I’ve been running some tests on my Tyan FT72-B7015, which is equipped with two hex-core X5650 processors and eight GTX-470 GPUs. While any processor core can communicate with any GPU, the GPUs themselves are partitioned amongst the processors. That is, four GPUs are “local” to the first processor, while the other four are “remote”. Accessing a remote GPU requires an extra hop over QPI between two Tylersburg controllers.

The system runs Ubuntu 10.04 and I am using the dev driver 260.24.

I’ve been trying to characterize the time it takes to transfer data between main memory and the GPUs. The platform has a NUMA memory model, so locality of memory with respect to both the CPU and GPU affects performance. I can use the Linux command “numactl” to bind a process to a particular CPU as well as NUMA memory pool. A single process sending 1GB of data (several times to arrive at averages) on an idle system, I find the following:

Local Memory and Local GPU: 228ms
Local Memory and Remote GPU: 221ms
Remote Memory and Local GPU: 347ms
Remote Memory and Remote GPU: 362ms

Let’s assume the discrepancy between local/local and local/remote is “in the noise” and focus on the remote/remote case. Why is this so great? Why is it not as speedy as local/local? I suppose the memory is taking the following long path through the system:
Processor 1’s Memory Pool -> Processor 1 -> Processor 0 -> Tylersburg 0 -> Tylersburg 1 -> Remote GPU

A better path would have been:
Processor 1’s Memory Pool -> Processor 1 -> Tylersburg 1 -> Remote GPU

I thought DMA was supposed to take care of this kind of business. Am I making too many assumptions about the hardware architecture’s capabilities? If so, is it a limitation of the Nehalem architecture or the Fermi architecture? Or is this an issue that can be fixed in the CUDA driver by making it NUMA aware?

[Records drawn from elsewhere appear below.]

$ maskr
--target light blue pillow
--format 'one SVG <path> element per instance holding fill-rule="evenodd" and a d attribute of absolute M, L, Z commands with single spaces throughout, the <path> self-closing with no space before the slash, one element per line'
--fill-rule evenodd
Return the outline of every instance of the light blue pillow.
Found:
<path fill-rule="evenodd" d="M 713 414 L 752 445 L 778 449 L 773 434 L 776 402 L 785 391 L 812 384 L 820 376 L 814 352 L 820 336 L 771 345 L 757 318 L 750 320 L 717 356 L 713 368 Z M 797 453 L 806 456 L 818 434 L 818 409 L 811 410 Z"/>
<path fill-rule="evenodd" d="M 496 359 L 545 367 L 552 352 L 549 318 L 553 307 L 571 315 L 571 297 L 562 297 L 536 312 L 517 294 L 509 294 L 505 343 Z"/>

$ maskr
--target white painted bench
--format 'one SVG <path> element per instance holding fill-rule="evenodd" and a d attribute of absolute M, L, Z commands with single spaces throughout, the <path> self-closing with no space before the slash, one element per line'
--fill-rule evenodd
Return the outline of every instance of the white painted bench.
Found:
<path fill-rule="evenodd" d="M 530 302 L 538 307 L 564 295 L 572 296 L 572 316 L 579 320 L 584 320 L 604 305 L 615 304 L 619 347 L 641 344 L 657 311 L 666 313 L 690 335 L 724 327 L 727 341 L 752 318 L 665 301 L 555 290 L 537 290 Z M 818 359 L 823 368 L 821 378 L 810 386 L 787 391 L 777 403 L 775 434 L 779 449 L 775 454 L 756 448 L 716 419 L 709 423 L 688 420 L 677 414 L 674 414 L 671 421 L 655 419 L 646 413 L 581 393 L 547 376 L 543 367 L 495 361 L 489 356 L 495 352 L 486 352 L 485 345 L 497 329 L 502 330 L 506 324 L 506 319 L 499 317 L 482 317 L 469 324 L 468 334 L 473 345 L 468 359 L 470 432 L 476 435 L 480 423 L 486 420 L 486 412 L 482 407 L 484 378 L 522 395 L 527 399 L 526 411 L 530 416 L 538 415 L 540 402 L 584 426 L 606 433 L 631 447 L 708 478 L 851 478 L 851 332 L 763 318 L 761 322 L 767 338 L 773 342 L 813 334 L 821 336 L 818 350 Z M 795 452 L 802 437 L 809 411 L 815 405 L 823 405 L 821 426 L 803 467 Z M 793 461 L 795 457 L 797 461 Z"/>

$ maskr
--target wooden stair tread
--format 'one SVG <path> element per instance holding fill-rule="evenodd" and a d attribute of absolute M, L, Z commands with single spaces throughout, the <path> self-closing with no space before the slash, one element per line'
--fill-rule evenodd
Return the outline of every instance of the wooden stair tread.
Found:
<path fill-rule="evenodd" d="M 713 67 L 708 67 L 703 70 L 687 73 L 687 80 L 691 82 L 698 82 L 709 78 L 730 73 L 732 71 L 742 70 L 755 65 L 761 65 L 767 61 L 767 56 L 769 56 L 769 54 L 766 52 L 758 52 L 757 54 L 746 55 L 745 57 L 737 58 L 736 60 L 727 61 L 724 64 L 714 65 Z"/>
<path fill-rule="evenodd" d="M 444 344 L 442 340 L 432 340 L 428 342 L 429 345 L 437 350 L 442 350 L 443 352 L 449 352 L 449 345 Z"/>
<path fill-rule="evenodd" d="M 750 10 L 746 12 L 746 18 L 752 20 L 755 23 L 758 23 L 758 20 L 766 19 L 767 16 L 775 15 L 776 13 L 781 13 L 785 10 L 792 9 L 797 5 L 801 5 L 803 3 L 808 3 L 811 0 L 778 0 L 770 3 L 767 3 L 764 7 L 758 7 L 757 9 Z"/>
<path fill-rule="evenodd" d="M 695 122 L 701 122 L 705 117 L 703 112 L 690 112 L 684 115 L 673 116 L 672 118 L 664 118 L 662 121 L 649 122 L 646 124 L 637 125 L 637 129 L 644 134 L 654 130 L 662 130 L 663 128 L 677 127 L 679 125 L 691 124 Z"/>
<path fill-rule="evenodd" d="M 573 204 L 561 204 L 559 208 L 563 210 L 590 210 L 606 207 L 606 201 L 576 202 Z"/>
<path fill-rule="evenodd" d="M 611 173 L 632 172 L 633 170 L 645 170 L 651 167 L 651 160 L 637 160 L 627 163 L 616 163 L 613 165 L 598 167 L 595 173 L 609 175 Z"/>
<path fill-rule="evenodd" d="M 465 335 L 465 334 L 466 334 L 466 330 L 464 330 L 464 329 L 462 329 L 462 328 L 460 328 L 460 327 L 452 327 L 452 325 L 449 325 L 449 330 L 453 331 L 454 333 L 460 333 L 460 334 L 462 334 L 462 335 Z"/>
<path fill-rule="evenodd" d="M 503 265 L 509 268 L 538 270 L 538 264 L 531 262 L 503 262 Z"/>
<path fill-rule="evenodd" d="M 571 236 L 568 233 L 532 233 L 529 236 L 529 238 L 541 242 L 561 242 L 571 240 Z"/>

(Aside: I believe Linux interleaves memory across NUMA pools by default. Anyone with a communication-bound CUDA application on a NUMA platform with local and remote GPUs may benefit from using numactl.)

Well, my performance issues go away when I replace malloc() with cudaHostAlloc(…, …, cudaHostAllocDefault). What is the difference between C’s malloc() and cudaHostAlloc(…, …, cudaHostAllocDefault)? What is it about malloc() that makes performance so poor?

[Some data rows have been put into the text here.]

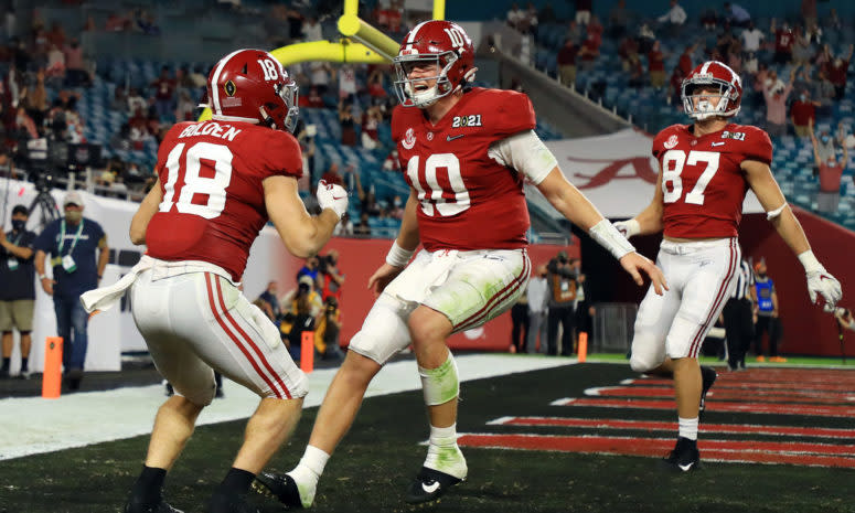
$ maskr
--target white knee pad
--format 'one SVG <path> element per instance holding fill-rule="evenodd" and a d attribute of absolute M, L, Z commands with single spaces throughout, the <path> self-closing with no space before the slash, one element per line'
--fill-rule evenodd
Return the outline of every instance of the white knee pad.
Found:
<path fill-rule="evenodd" d="M 460 394 L 460 381 L 457 377 L 457 363 L 448 352 L 448 359 L 437 368 L 418 367 L 421 377 L 421 391 L 425 404 L 437 406 L 453 399 Z"/>
<path fill-rule="evenodd" d="M 409 345 L 407 318 L 418 304 L 408 304 L 387 293 L 371 307 L 362 329 L 351 339 L 350 349 L 378 364 Z"/>

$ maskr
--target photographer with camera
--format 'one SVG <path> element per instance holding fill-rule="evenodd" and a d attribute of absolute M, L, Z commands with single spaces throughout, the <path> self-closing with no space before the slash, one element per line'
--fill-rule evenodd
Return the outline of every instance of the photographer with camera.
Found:
<path fill-rule="evenodd" d="M 558 324 L 562 325 L 562 355 L 573 354 L 573 329 L 575 328 L 576 270 L 570 265 L 567 252 L 558 252 L 546 266 L 549 285 L 548 351 L 558 354 Z"/>
<path fill-rule="evenodd" d="M 334 297 L 341 302 L 341 286 L 344 284 L 344 276 L 339 272 L 339 252 L 330 249 L 327 255 L 318 256 L 318 271 L 321 284 L 321 299 Z"/>
<path fill-rule="evenodd" d="M 323 301 L 323 312 L 318 318 L 318 328 L 314 330 L 314 349 L 323 360 L 341 360 L 344 354 L 339 348 L 339 333 L 341 332 L 341 311 L 339 300 L 334 296 Z"/>
<path fill-rule="evenodd" d="M 316 319 L 323 308 L 321 296 L 314 290 L 311 276 L 300 276 L 297 288 L 286 293 L 281 303 L 288 306 L 288 311 L 282 318 L 279 330 L 286 335 L 291 355 L 298 360 L 302 332 L 314 329 Z"/>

cudaHostAlloc allocates pinned memory, which in turn eliminates a host-side copy between the application and driver memory spaces (all PCIe copies are DMA transactions, as such they must use host memory that cannot be paged out to disk).

Regarding your motherboard, is it a single- or dual-IOH motherboard? If both CPU sockets are directly connected to the same IOH (single-IOH solution), all CPU-GPU pairs are “local.” However, if you have a motherboard with two IOH chips, and GPUs connected to each, then you have “local” and “remote” CPU-GPU pairs. In my experience, going through an extra QPI hop for the remote pairs costs 1-2 GB/s in throughput. While I expect latency to increase, I don’t understand why throughput falls - QPI links have more bandwidth then PCIe.

Assuming NUMA is turned on in system BIOS, you can use numactl to force memory allocation on a specific socket (or socket local to the thread that’s doing allocation) or to interleave the allocations between the sockets. Look at the --membind and --interleave options to numactl.

I see. I was getting “portable” mixed up with “pinned.” I didn’t realize that cudaHostAlloc() only allocated pinned memory. I’m surprised that this can make such a significant different compared to plain old malloc() since my system has 24GB of memory (I never allocated more than 8GB at any time in my experiments). I didn’t know that DMA-assistend transfers were not possible with pagable memory, even if all the data is resident in memory. But hardware is dumb and probably doesn’t know what the OS is doing, so I guess this make sense.

I have a dual IOH system. There are six CPU cores in each of the two NUMA nodes. Each node has four local GPUs. To test the extra QPI hop, I set up four processes in each NUMA node which sent 1GB of data to a different remote GPU. The extra QPI hop was then handling four memory streams in each direction. It appears throughput was affected. In this scenario, it took ~626ms for a memory transaction to complete. In a similar scenario, where data was sent to local GPUs instead of remote GPUs, the time was only ~350ms.

Yes, I’ve been playing with this tool. Very handy.

Are there any tricks to making transfers with malloc() faster, besides numactl? I’ve noticed that performance degrades once the transfer size exceeds memory page size.

Finally, my tests show receiving (pinned) data takes 1.25x longer than sending data. Can anyone comment on why this is?